W tej chwili poszukujemy kompromisu politycznego, dlatego że wyczerpała się możliwość rozwiązania problemu Trybunału Konstytucyjnego na bazie merytorycznej. Nie chcą tego politycy opozycji - podkreśliła w piątek w TVN24 szefowa rządu.
Wierzę w to głęboko, że wreszcie dojdzie do uspokojenia sytuacji. Przynajmniej powinno tak być i powinno na tym zależeć tym politykom, którzy mówią, że faktycznie chcą, ażeby rozwiązać problem Trybunału Konstytucyjnego, a nie toczyć wojny polityczne. Okazuje się, że jedno z ugrupowań, główna partia opozycyjna, z jej liderem Grzegorzem Schetyną, bardziej próbuje budować swój kapitał na awanturze politycznej - zaznaczyła Beata Szydło.
Pytana, czy Schetyna nie ma dobrej woli w sprawie rozwiązania tego sporu, odparła: Trudno posądzać o dobrą wolę polityka, który wychodzi ze spotkania, na którym jest dobra rozmowa merytoryczna, na którym mówi się o konkretnych próbach porozumienia, szukania rozwiązań, na którym mówi się o problemie merytorycznym. A ten polityk wychodzi i mówi, że nie ma żadnych szans na porozumienie, kiedy wszyscy pozostali mówią, że chcą tego porozumienia. Ale to pokazuje, jaka jest w tej chwili strategia Platformy Obywatelskiej.
Szydło przekonywała, że rząd szuka porozumienia od momentu, kiedy pojawił się spór wokół Trybunału Konstytucyjnego. Trzeba szukać w tej chwili takiego rozwiązania, które na gruncie politycznym będzie do zaakceptowania dla wszystkich sił parlamentarnych - podkreśliła. Będzie prawdopodobnie konieczność zmiany ustawy o Trybunale Konstytucyjnym i nad tym pracujemy - dodała. Pytana, czy nową ustawę uda się uchwalić jeszcze przed lipcem, odparła: Myślę, że tak. Myślę, że się uda przede wszystkim wprowadzić takie zmiany, które będą po pierwsze do zaakceptowania dla wszystkich, a po drugie rozwiążą problem.

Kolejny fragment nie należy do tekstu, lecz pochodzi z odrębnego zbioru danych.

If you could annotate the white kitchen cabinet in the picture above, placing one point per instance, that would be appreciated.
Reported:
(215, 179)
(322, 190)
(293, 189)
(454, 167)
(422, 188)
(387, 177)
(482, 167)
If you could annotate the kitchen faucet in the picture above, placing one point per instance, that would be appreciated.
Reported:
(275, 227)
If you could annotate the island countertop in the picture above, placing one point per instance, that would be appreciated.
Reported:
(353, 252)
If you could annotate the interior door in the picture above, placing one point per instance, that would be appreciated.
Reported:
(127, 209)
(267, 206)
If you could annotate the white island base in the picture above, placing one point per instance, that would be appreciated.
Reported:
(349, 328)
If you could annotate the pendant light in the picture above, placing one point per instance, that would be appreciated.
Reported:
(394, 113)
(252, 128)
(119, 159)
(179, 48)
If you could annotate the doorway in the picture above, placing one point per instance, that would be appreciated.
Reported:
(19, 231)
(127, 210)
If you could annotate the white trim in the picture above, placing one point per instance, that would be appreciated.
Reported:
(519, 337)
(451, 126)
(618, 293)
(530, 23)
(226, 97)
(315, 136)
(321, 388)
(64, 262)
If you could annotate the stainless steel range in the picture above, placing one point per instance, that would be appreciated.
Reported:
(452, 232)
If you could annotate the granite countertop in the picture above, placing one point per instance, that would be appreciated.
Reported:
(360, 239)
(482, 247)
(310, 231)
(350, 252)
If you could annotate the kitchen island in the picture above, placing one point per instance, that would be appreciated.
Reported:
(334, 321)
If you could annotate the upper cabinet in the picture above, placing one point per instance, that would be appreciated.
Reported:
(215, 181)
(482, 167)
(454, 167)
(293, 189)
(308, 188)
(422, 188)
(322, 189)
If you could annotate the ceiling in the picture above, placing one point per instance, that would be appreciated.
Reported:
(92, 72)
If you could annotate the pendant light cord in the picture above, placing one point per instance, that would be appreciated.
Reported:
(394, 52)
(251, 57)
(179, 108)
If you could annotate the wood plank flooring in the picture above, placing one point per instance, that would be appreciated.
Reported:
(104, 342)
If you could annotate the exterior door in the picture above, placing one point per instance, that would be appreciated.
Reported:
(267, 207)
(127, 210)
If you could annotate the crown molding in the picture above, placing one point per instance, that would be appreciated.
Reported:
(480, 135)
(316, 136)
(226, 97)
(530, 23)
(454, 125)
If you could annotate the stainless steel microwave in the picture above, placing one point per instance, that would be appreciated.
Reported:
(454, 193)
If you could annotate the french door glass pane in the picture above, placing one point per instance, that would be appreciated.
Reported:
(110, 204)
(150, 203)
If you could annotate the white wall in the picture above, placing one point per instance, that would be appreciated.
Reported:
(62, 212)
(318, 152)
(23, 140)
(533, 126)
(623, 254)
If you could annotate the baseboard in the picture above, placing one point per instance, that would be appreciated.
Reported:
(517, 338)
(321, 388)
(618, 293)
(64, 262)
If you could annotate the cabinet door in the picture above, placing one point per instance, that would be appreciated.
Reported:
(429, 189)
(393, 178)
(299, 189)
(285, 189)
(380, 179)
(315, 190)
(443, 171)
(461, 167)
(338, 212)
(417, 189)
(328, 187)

Od początku próbujemy szukać kompromisu, kiedy tylko pojawił się spór wokół Trybunału Konstytucyjnego. Kiedy sędziowie Trybunału, a przede wszystkim prezes Trybunału, ciągną Trybunał do walki politycznej, szukamy kompromisu, bo rzeczywiście ten kompromis jest w tej chwili Polsce potrzebny. Potrzebny dla polskiego państwa, nie dla jakiegoś ugrupowania politycznego - argumentowała.